O próprio Gervásio, apesar de manter sua postura reservada, sentia-se bem disposto. Notara que isso acontecia após comer de seu queijo com café. Agradecia a Deus por sua produção estar fazendo tanto sucesso. Volta mais cedo pra casa e mal solta o animal da carroça, entra em casa procurando por Justina, buscando um chamego.
- Eita homem! Tá de dia...
- E daí? Assim é que é bom!
- Arre que você tá que tá hein!?
Naquele dia, ao apartar os bezerros ele sente falta de uma de suas vacas com sua cria. Sai pelo pasto dos fundos em busca dos fujões, encontrando-os próximo da aguada. Nota também que a cerca ao fundo esta com os fios partidos.
- Diacho! O que será que aconteceu pr’aquela cerca estar arrebentada?
Antes de atravessar a pequena pinguela ele nota alguma movimentação na chácara ao lado, do tal Washington. E logo depois percebe a aproximação de um policial, vindo em sua direção, encontrando-se com ele no meio do caminho.
- Bom dia – cumprimenta o policial.
- Dia seu moço.
- Quem é o senhor e o que está fazendo por aqui?
- Uai sô! Eu sou o caseiro dessa chácara aqui. Eu tava campeando uma vaca quando vi essa cerca arrebentada. Foram vocês que abriram aqui pra passar?
- Eu to chegando agora por aqui. A gente entrou pela entrada normal, do outro lado. Vimos o rastro de um triciclo e segui até aqui. Provavelmente quem estava nele é que arrebentou os fios da cerca. O senhor não viu nada acontecendo por aqui alguns dias atrás?
- Não. “Num vi nada não”. Diacho sô! Será que foi a mulher do Washington que fez esse estrago todo?
- Ao que tudo indica, sim. Embora próximo da cerca arrebentada esteja toda pisoteada pelo gado, tenho certeza que ela passou por aqui, fugindo, no dia da prisão do marido.
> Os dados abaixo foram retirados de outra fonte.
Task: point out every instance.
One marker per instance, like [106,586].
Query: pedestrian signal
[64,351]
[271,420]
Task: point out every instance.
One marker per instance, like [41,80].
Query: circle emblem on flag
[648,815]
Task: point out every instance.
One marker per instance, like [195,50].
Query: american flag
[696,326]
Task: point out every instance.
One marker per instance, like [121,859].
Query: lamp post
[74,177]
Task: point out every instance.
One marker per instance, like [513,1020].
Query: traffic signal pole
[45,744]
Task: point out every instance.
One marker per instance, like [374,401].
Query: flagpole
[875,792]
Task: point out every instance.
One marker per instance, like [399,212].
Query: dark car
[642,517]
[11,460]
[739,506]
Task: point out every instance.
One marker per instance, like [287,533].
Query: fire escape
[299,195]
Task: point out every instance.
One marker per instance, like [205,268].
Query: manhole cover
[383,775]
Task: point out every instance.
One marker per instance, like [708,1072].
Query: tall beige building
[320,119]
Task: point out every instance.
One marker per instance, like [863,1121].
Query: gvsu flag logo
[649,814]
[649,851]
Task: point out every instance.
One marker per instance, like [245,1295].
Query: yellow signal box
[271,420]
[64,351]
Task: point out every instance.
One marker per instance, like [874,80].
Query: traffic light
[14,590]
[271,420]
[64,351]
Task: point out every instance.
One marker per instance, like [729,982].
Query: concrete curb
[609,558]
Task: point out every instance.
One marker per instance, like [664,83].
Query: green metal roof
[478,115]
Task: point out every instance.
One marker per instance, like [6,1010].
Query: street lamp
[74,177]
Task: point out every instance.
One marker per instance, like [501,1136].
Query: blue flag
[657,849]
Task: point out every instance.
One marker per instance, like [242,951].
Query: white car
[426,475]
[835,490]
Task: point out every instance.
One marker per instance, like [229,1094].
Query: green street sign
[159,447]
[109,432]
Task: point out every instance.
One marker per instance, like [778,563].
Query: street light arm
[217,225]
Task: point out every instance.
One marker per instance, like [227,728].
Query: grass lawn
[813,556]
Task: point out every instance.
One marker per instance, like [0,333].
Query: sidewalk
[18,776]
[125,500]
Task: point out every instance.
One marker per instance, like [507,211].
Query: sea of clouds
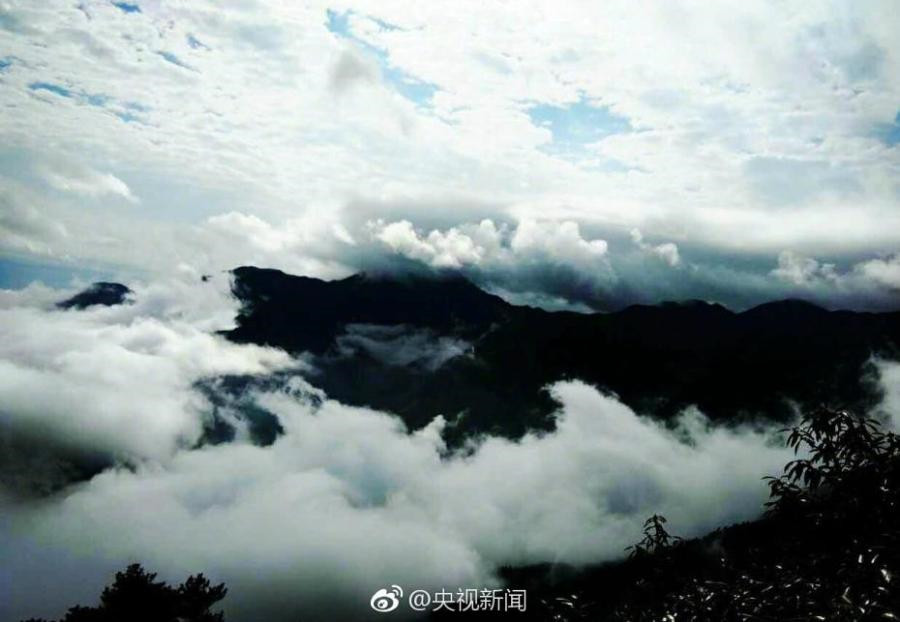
[346,501]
De longe Gervásio pode observar a movimentação de um trator, juntando algumas ramas em uma área aberta. O delegado da cidade acompanhava tudo, junto com alguns agentes da Polícia Federal.
- Olha moço. Espero que minhas vacas não tenham estragado qualquer coisa por aí. Só estou percebendo agora que elas pastavam por aqui. Mas se tiver causado qualquer prejuízo pode dizer que eu pago.
- Não se preocupe com isso. Na verdade seu vizinho tinha um bela plantação de “canabis” ali. Mas já estamos dando um jeito naquilo.
- Uai, sô! Num sabia que ele plantava cana “não”! Sabia que ele tinha um barracão de onde saía muito barulho... Era um alambique?
O policial sorri.
- Não, num era nada não – e apontando pra cerca – Melhor arrumar isso aqui logo pro seu gado não passar pra cá.
- Só vou pegar as ferramentas e já conserto tudo isso.
Passou-se algum tempo e, ainda que a maioria dos sintomas tenham desaparecido, todos os clientes continuaram fieis aos produtos de Gervásio, sendo que a maioria preservou os novos hábitos adquiridos naquele período. O padre continuou a pregar a liberdade, Dona Raimunda apresentava-se sempre com seu sorriso largo, outras clientes continuaram mais soltas e acessíveis... enfim, todos continuaram se mostrando como realmente eram e tinham receio ou vergonha de se deixarem transparecer e que só se manifestaram assim, graças aos milagrosos produtos do leite tirado por Gervásio
Logo depois, quando Gervásio me contou toda a história, tentando entender o acontecido, eu também sorri. Achei melhor não entrar em detalhes.
- Melhor deixar quieto, Gervásio. Vizinho desordeiro, melhor deixar pra lá.
Gervásio foi cuidar de seus afazeres e eu fiquei ali, matutando. Havia parado de fumar a custa de promessa. Por isso gostava de ir ao sítio, respirar ar puro. E lá no fundo, mas bem lá no fundo mesmo, logo abaixo da lerdeza, no cantinho, ao lado da sem-vergonhice, uma sensação de perda por, antes, não ter ido passar uns dias no sítio, comer queijo fresco, tomar um leite tirado na hora, respirar ar puro... “Que lástima!!!”